Competências mínimas para alguém ser chamado homeopata iniciante.

- Atender casos "comuns", agudos e crônicos, sem recorrer à alopatia.

- Ter e ler: Organon e Doenças Crônicas, Filosofia e Repertório de Kent, Encyclopedia de Allen; algumas matérias médicas condensadas e clínicas, como as de Boericke ou Nilo Cairo e Farrington ou Kent.

- Saber primeira e segunda prescrições; observações prognósticas; diferenciar tipos de agravações x patogenesias, cura clínica x cura homeopática x supressão.

- Usar associadamente matéria médica e repertório.

- Conhecer gênio e sintomas gerais importantes de todos os policrestos, e medicamentos menores de importância veterinária para casos agudos.

- Conhecer as doenças e seus similares, gênio epizoótico.

Sugestões aos cursos

1) Que sigam a nota ao parágrafo 271 do Organon, escrita há quase 200 anos: "Até que o Estado, algum dia, após haver alcançado a compreensão da indispensabilidade de medicamentos homeopáticos perfeitamente preparados, faça-os preparar por uma pessoa competente e imparcial, a fim de fornecê-los a médicos homeopatas especializados em curar e examinados praticamente, bem como teoricamente e assim legitimados, em hospitais homeopáticos, de modo que os médicos, não somente se convençam desses instrumentos divinos de curar mas também passem a distribui-los gratuitamente aos seus doentes (ricos e pobres)." (Grifo meu.)

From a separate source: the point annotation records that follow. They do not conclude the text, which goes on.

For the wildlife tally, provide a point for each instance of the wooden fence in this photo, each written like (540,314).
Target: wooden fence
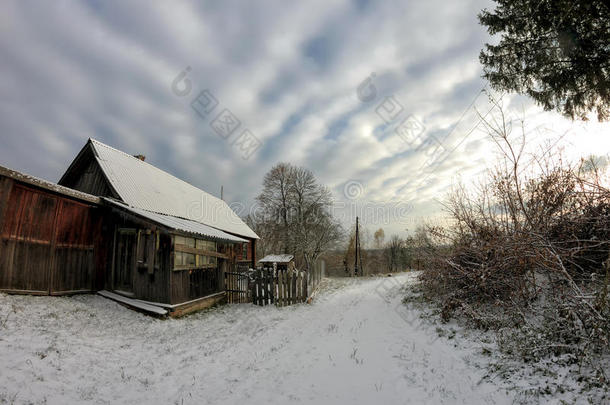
(280,287)
(237,287)
(269,286)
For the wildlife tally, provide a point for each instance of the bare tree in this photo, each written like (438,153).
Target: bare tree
(379,238)
(296,213)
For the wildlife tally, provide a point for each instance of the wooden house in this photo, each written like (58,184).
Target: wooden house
(47,237)
(280,262)
(160,241)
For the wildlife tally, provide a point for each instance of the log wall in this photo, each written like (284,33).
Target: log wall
(46,241)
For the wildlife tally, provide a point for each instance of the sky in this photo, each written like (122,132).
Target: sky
(380,100)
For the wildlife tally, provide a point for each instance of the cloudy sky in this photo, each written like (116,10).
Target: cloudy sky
(378,99)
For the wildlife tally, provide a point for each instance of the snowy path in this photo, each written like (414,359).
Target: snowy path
(352,346)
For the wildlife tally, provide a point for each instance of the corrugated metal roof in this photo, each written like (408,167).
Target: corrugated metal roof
(142,185)
(277,259)
(180,224)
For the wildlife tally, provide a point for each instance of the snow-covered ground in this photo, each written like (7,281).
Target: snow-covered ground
(356,344)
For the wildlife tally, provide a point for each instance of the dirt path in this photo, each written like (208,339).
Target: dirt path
(355,345)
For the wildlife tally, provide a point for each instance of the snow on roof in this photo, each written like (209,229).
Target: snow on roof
(142,185)
(180,224)
(47,185)
(277,259)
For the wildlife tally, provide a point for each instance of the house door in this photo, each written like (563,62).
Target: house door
(125,259)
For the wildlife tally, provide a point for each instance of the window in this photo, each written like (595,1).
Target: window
(144,239)
(187,254)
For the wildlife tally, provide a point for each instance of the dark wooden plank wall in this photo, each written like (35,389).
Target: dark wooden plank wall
(148,287)
(155,287)
(188,285)
(46,242)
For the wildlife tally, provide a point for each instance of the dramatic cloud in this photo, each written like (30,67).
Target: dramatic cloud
(290,72)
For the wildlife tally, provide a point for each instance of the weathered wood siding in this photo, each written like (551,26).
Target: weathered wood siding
(46,242)
(86,175)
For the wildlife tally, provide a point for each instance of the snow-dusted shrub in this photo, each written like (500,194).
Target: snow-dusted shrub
(530,256)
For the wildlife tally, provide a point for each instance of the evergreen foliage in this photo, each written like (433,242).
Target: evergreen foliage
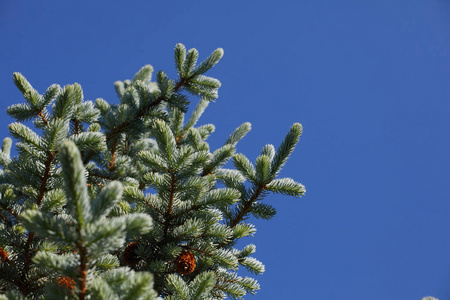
(128,201)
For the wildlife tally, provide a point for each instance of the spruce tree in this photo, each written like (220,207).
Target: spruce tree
(128,201)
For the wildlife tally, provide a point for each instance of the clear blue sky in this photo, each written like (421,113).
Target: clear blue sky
(369,81)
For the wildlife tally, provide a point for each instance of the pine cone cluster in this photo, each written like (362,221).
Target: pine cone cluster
(185,262)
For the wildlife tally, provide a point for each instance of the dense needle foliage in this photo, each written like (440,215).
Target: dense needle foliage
(128,201)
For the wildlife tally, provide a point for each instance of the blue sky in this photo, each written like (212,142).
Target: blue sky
(369,81)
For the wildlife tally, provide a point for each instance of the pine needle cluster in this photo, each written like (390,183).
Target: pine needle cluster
(128,201)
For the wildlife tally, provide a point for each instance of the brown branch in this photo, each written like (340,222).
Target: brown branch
(76,126)
(83,271)
(3,205)
(247,206)
(171,198)
(27,253)
(46,176)
(113,155)
(44,119)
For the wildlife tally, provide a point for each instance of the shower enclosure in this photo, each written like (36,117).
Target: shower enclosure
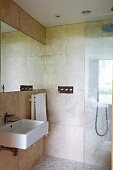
(98,95)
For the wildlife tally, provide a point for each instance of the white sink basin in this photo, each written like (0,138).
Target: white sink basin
(22,133)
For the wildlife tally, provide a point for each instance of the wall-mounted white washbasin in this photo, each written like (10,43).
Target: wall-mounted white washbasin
(22,133)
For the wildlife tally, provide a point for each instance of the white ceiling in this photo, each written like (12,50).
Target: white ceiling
(44,11)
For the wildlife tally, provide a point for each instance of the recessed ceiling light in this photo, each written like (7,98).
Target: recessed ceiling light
(86,12)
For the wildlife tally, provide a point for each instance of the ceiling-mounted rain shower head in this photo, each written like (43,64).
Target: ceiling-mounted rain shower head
(108,27)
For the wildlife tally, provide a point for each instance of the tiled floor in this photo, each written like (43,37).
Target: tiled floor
(53,163)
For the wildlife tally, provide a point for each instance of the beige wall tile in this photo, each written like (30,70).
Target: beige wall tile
(55,106)
(65,142)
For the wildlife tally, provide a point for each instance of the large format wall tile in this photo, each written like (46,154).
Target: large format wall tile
(65,142)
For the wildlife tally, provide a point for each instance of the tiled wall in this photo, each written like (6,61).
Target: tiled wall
(65,66)
(67,50)
(98,47)
(18,103)
(22,61)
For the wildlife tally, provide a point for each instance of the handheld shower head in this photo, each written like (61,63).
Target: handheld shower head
(108,27)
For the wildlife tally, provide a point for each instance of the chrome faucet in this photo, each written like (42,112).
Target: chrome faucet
(6,117)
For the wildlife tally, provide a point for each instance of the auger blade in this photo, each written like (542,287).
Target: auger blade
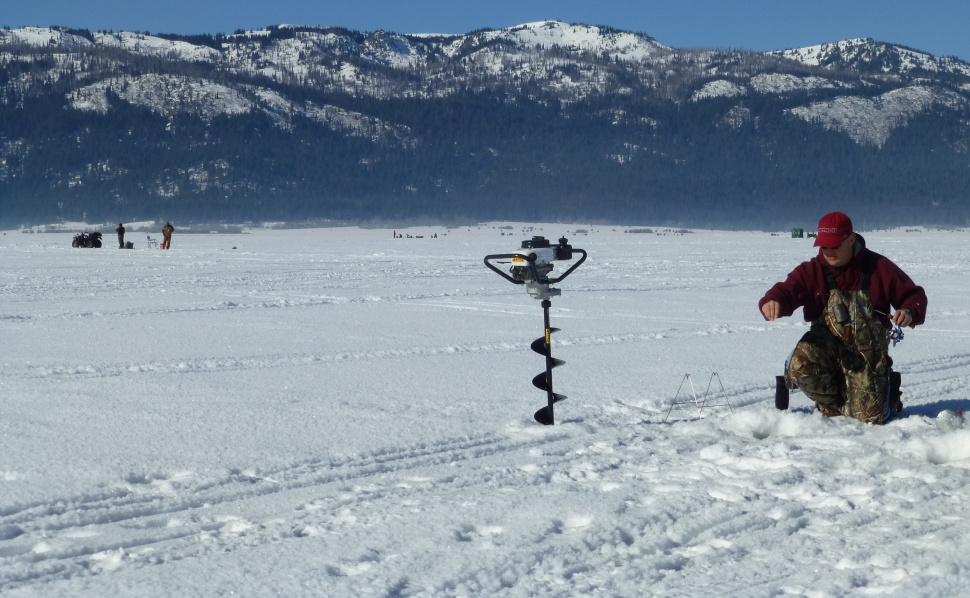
(544,416)
(541,382)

2) Formação integral. Conhecimento doutrinário. Autopatogenesias: 1º e 2º anos. Patogenesias com animais: 2º e 3º anos. Práticas, práticas, práticas... em grandes e pequenos animais. Do crônico aos prontos-socorros e UTIs.

Estrutura Mínima de Clínica-Escola

- Consultório com biblioteca à mão (MMPs, MMCs, repertórios diferentes, doutrina), telefone, computador, medicamentos.

- Internação de animais.

- Plantonistas alunos, com professor de sobreaviso.

- Copa / cozinha, servente.

Quando tivermos essas necessidades atendidas, de docentes, curriculares e estrutura para ensino prático, olharemos então para trás e diremos uns para os outros, após um longo suspiro: Que salto!